Twitter has atleast 4600 tweets/sec in year 2012 and doubles every year.
04:00 Topic Extraction
We need to parse the entire tweet in different ways.
so we tokenize the tweet based on any method we want. Next we count the frequency of each word.
This could be maintained in a hash table and we could just count and show the trending topic based on that. But for stopwords and generic words that won’t be a good idea.
We maintain a dictionary of stopwords and remove these word but then this would be a very big list and difficult to include all possible word as well.
Basically ww analyze the rate of change of data over a topic count over a period of time like a month. We can use the z-score for that.
Suppose a topic is being twitted about a high number of times for past few days.
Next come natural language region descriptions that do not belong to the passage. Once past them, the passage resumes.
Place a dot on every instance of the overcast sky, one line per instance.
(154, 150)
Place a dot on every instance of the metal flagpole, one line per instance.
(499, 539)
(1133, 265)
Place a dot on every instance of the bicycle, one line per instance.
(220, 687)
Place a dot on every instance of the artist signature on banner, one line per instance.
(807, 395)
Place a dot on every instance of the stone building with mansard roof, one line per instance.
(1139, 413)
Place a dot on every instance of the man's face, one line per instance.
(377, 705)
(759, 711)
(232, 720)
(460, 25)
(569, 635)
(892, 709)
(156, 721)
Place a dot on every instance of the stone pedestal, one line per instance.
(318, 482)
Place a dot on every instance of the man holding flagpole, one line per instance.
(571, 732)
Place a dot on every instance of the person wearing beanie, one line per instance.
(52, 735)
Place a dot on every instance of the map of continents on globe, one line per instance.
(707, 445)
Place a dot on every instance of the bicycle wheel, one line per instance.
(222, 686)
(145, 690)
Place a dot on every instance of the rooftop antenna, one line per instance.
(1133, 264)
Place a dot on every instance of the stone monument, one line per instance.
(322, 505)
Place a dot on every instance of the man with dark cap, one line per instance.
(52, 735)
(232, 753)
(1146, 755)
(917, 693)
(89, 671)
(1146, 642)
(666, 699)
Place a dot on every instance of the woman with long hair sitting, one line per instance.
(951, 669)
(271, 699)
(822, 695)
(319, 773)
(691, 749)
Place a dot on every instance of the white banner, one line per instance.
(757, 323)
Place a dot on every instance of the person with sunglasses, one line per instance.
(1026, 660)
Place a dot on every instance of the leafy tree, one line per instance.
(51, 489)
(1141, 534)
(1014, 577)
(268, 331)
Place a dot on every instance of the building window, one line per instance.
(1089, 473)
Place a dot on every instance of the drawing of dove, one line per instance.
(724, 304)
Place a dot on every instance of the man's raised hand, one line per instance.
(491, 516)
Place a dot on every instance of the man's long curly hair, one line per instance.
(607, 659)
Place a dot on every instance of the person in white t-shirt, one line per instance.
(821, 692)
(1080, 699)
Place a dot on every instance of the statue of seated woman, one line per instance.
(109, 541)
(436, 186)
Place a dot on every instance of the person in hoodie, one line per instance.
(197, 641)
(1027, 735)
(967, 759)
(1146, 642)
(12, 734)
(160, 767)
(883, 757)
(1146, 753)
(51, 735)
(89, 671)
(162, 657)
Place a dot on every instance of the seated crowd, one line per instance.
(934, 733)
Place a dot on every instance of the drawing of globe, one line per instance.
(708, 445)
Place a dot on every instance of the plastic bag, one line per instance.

What’s important is to maintain a threshold. Whatever happens need to maintain that. Suppose a topic is new, so before that it’s frequency was zero and soon it being tweeted like anything. so although it’s rate of change is the highest we will maintain a threshold and not show it to the top directly. Like we will show a trending topic only if it’s present count is more then 10,000.
We also need to take into consideration the authority of the user like if they have a lot of follower. So the count of a term will be considered along with the follower for a user who tweeted it.
Many tweets have words that are similar in meaning, are mis-spelled, are short form – so would also want to cluster all those topic together.
chi-square will give a score based on the previous count for a topic, which basically shows the variation. chi-square is a better test then simple ratio as it considers the range of variation.
chi-square is a variation b/w the expected data and the observed data.